We conclude that PCEA provided effective and safe postoperative analgesia on the hospital ward after various surgical procedures.

The authors thank Paul D. Ware, M.D., Craig S. Nairn, M.D., Gabriele-Monika Koschorke, M.D., and all the anesthesiology staff at Virginia Mason Medical Center for assistance during this study.

1. Epidural analgesic solution is 4 micro gram/ml 0.05% bupivacaine with fentanyl.

2. Set the background infusion rate to 4 ml/h.

3. Set the loading dose to 5 ml.

4. Set 1-h limit to 14 ml.

5. Set PCEA bolus to 2 ml and lockout to 10 min.

6. If analgesia is inadequate (verbal pain score >or= to 5 at rest or with activity), then administer a 5-ml loading dose, increase the infusion rate by 2 ml/h, and increase the 1-h limit to 24 ml.
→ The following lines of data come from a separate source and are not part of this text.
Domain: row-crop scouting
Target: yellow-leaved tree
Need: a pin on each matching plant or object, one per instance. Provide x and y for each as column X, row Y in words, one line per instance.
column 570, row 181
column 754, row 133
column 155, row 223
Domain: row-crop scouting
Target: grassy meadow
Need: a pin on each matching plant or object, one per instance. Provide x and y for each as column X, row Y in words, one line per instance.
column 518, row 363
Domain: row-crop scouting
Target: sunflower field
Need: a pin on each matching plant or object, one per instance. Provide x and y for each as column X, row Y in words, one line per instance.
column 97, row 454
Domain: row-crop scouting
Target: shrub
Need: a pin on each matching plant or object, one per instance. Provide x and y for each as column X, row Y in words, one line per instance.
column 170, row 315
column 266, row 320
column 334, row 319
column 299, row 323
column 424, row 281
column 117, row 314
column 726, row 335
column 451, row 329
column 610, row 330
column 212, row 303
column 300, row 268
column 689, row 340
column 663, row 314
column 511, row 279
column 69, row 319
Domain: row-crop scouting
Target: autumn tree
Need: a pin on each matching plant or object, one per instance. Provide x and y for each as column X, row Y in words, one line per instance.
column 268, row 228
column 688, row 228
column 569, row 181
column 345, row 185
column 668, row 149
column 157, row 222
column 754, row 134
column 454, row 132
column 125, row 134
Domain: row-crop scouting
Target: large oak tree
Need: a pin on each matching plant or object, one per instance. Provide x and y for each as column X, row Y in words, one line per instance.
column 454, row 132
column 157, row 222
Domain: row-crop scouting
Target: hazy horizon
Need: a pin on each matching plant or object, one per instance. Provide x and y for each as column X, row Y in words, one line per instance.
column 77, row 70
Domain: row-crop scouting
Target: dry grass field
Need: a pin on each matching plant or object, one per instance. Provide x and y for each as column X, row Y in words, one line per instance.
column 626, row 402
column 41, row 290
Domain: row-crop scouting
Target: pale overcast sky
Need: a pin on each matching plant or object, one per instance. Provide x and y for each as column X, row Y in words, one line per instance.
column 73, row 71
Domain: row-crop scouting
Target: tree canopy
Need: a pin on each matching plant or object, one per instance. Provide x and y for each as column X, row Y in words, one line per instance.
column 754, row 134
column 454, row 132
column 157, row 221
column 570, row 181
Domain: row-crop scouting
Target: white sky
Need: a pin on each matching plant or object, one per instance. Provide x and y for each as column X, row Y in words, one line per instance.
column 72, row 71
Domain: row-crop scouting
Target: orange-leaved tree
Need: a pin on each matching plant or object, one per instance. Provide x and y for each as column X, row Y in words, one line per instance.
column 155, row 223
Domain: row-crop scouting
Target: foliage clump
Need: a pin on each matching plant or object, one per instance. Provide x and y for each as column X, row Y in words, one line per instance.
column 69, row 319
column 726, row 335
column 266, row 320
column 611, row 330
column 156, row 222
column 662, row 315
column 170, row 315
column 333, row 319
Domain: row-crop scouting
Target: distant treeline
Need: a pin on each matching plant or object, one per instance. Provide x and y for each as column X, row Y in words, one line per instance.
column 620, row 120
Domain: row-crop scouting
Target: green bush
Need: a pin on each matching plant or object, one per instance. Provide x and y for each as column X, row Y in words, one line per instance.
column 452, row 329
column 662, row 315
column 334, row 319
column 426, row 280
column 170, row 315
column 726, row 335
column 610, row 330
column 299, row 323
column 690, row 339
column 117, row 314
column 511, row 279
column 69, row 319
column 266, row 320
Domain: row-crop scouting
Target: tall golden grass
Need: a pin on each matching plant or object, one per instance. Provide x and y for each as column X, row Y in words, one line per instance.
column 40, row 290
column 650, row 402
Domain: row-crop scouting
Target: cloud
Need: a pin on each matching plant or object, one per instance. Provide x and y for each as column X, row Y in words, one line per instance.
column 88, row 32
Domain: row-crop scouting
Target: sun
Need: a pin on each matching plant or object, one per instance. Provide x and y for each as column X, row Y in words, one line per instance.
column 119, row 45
7. If more than two adjustments to PCEA are needed within a 24-h period, then call the Anesthesia Pain Management Service.

8. No other analgesics or hypnotics are to be given without notifying the Anesthesia Pain Management Service.

1. Respiratory Depression.

If respiratory rate <or= to 8 breath/min and unable to arouse patient, then give 0.1 mg naloxone intravenously STAT (may repeat x3). Call the Anesthesia Pain Management Service STAT.

If respiratory rate is <or= to 10 breath/min, call the Anesthesia Pain Management Service.

2. For nausea and vomiting, administer 0.5 mg droperidol intravenously every 4 h as needed.

3. For pruritus, administer 25–50 mg diphenhydramine intravenously or by mouth every 4 h as needed.

4. If systolic blood pressure is < 90 mmHg, call the Anesthesia Pain Management Service.

5. Allow assisted ambulation only. Call the Anesthesia Pain Management Service for motor weakness.

1. Check respiratory rate, level of consciousness, and blood pressure/heart rate.

Every 1 h x 12 h

Every 2 h x 12 h

Every 4 h thereafter

2. If systolic blood pressure is < 90 mmHg, call the Anesthesia Pain Management Service.

3. Postural pressure on the morning of postoperative days 1 and 2.

4. Check the level of sensory block every 8 h. Notify the Anesthesia Pain Management Service for T4 block or rising sensory level.

5. Maintain intravenous access for 2 h after epidural infusion is discontinued.

*Acute Pain Management Guideline Panel: Operative or medical procedures and trauma. Agency for Health Care Policy and Research publication 92–0032, Public Health Service, United States Department of Health and Human Services, February, 1992.